L'investissement a également des implications indirectes pour d'autres acteurs du secteur des semi-conducteurs. Intel est le premier client à déployer les machines de lithographie à haute NA d'ASML Holding (ASML), une technologie critique pour la fabrication de puces avancées. ASML a récemment annoncé des résultats financiers plus solides que prévu pour le T4 2024, avec des ventes nettes de 9,3 milliards d'euros et des nouvelles commandes de 7,1 milliards d'euros, dont 3 milliards d'euros attribués aux systèmes EUV, soulignant un investissement continu dans la technologie de lithographie de haute précision.

Les restrictions accompagnant les fonds gouvernementaux stipulent que le capital ne peut pas être utilisé pour les dividendes, les rachats d'actions ou les expansions dans certains pays étrangers, soulignant l'accent mis sur la fabrication nationale et le contrôle stratégique.

Perspectives

À l'avenir, la participation du gouvernement américain dans Intel introduit une nouvelle couche de complexité dans les décisions stratégiques de l'entreprise. Bien que le directeur financier d'Intel, David Zinsner, ait présenté des plans visant à utiliser le financement pour gérer la dette et poursuivre des désinvestissements, tels que l'unité de conception de puces Altera, le spectre d'une surveillance fédérale accrue demeure.
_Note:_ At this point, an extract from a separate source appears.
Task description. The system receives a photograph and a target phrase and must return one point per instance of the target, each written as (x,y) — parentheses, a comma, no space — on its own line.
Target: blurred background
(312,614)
La direction d'Intel souligne que Washington a toujours été une partie prenante influente, mais l'implication directe dans le capital aligne désormais plus étroitement les intérêts du gouvernement sur le succès d'Intel, influençant potentiellement des priorités telles que les augmentations de production nationales des nœuds 18A et 14A.

Les prochains mois révéleront l'efficacité avec laquelle Intel naviguera dans son partenariat renforcé avec le gouvernement américain tout en s'efforçant d'améliorer ses performances financières et de maintenir son avantage concurrentiel dans le paysage mondial des semi-conducteurs en évolution rapide. Le succès final de l'investissement dépendra de la capacité d'Intel à équilibrer les impératifs de sécurité nationale avec des résultats commerciaux optimaux et la création de valeur pour les actionnaires.